Railroads and the Bakken


Good news from Burlington Northern -- they are going to increase their shipping capacity for oil from the Bakken. As we have noted before, there is a shortage of pipeline in the Bakken fields at present, especially on the Montana side of the border, so train transport of crude oil is vital to getting the product to market.

As we have noted before, this is a good thing, since increased traffic increases railroad revenue and gives them more profits to reinvest in the infrastructure of their tracks and equipment -- and anyone shipping products in or out of Montana by rail will benefit.

The railroad said it has also formed a dedicated Unit Energy Desk that works directly with customers to help coordinate and plan unit train movements to and from the Williston Basin.

These efficiencies plus increased numbers of oil cars on the BNSF trains will account for most of the increased volume.

According to the Chicago Tribune:

(BNSF)had previously said it would spend $1.1 billion to buy locomotives, freight cars and other equipment, much of which would serve North Dakota.

Furthermore:

The railroad is investing $197 million on projects like track surfacing, building two inspection tracks and replacing 121 miles of rail line, among others, in North Dakota and Montana.

Again, that's private infrastructure -- and we're all supposed to like spending on infrastructure, correct? And this is infrastructure that doesn't get paid for out of the public coffers.

Other good news is that increased rail capacity is helping drive recent improvements in the "Bakken discount" (i.e. the lower prices paid for Bakken oil due to more limited transportation capacity and thus higher transportation costs.)

Of course, one can't help but wonder this: rail transportation of oil is much more expensive than pipeline transport, and it furthermore pollutes the air more (those diesel engines) and arguably carries more risk for spills that can damage the environment.

Democratic Party icon Warren Buffett's Berkshire Hathaway owns BNSF -- does he know something the rest of us don't when it comes to the prospects of more pipeline being built? Is he gambling on what he suspects will happen, or will sympathetic players in the government put up more roadblocks to pipelines in order to keep his railroad's costs competitive? Or was cancelling the Keystone pipeline enough to ensure profitability?

We'd like to think not -- level playing field and all of that sort of thing -- although rent-seeking is hardly unknown in the often tidy relationships between big business and big government. We can be sure that Buffett's liberal fans won't call him on the carpet for profiting from carbon-based fuels that will cause the oceans to rise (unless Obama ever gets around to raising his staff and commanding the raging seas to calm themselves), profiting from fracking and drilling and burning fuel and all of that sort of thing.

Regardless, this increased capacity is a good thing for Montana and North Dakota oil producers if it gets them better prices for their crude oil.

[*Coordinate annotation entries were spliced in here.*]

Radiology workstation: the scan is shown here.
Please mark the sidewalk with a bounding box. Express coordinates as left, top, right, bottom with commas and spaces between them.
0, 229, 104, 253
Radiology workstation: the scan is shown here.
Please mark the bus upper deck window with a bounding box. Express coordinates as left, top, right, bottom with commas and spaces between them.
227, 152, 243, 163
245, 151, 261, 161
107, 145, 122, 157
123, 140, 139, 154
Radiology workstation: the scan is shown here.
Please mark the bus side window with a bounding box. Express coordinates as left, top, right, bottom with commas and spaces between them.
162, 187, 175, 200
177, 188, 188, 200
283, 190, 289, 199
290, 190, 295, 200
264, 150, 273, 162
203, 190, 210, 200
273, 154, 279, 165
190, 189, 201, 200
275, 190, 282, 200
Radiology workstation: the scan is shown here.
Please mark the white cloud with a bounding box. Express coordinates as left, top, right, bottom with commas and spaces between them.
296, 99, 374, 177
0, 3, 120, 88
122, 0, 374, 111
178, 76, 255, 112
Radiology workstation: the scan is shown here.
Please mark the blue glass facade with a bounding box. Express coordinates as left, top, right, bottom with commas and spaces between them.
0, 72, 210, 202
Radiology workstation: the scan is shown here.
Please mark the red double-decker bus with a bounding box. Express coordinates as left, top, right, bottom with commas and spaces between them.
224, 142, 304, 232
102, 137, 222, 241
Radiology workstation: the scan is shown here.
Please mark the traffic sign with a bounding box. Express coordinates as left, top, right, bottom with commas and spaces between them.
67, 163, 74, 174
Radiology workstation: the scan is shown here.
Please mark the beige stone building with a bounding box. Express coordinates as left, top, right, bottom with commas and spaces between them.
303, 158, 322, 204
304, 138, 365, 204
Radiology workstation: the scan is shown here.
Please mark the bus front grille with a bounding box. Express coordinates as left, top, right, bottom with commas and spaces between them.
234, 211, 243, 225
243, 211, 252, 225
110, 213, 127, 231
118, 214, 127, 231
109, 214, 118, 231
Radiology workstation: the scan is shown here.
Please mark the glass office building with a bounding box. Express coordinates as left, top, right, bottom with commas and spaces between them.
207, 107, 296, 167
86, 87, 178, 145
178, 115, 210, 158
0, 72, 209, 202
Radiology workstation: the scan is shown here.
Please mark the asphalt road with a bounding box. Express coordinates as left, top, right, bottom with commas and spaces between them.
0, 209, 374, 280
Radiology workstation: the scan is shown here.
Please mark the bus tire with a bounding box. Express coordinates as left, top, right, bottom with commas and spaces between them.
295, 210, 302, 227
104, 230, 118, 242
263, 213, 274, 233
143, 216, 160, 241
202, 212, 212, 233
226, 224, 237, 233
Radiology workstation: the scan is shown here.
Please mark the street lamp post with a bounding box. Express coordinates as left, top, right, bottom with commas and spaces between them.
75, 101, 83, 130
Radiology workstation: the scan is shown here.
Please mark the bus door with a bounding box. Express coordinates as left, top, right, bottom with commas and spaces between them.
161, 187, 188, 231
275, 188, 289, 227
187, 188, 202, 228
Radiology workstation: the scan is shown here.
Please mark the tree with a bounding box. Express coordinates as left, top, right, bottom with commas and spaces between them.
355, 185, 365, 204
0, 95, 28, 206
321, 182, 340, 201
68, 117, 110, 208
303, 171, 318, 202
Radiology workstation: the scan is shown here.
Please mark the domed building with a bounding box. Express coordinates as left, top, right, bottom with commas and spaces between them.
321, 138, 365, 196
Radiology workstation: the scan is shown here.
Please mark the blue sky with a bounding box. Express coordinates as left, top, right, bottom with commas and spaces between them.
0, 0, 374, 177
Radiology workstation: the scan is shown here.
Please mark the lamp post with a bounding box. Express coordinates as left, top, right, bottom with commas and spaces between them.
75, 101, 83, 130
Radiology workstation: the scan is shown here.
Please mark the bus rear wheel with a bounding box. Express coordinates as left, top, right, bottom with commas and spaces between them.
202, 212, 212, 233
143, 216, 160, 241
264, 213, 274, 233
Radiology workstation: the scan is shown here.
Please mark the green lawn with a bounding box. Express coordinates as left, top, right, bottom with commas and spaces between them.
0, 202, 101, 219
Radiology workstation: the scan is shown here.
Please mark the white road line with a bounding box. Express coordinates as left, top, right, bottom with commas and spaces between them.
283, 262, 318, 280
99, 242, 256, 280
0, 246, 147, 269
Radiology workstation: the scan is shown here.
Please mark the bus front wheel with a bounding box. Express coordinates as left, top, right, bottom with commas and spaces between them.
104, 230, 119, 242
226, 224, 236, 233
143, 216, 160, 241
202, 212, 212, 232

We would parenthetically note that a good reason to vote for Republicans for statewide offices this fall is to make things run a little more smoothly for granting easements for pipelines. We note that our Democratic Superintendent of Public Instruction, Denise Juneau, recently cast a vote against granting an easement for a pipeline that already exists! (Her reason was that she didn't think the state was charing enough.) Exxon Mobil was wanting to replace existing pipeline -- what's not to like about that -- replace older pipe with newer and presumably safer pipe? The easement passed, but one is confident that Republican Sandy Welch would not have cast her vote against that pipeline.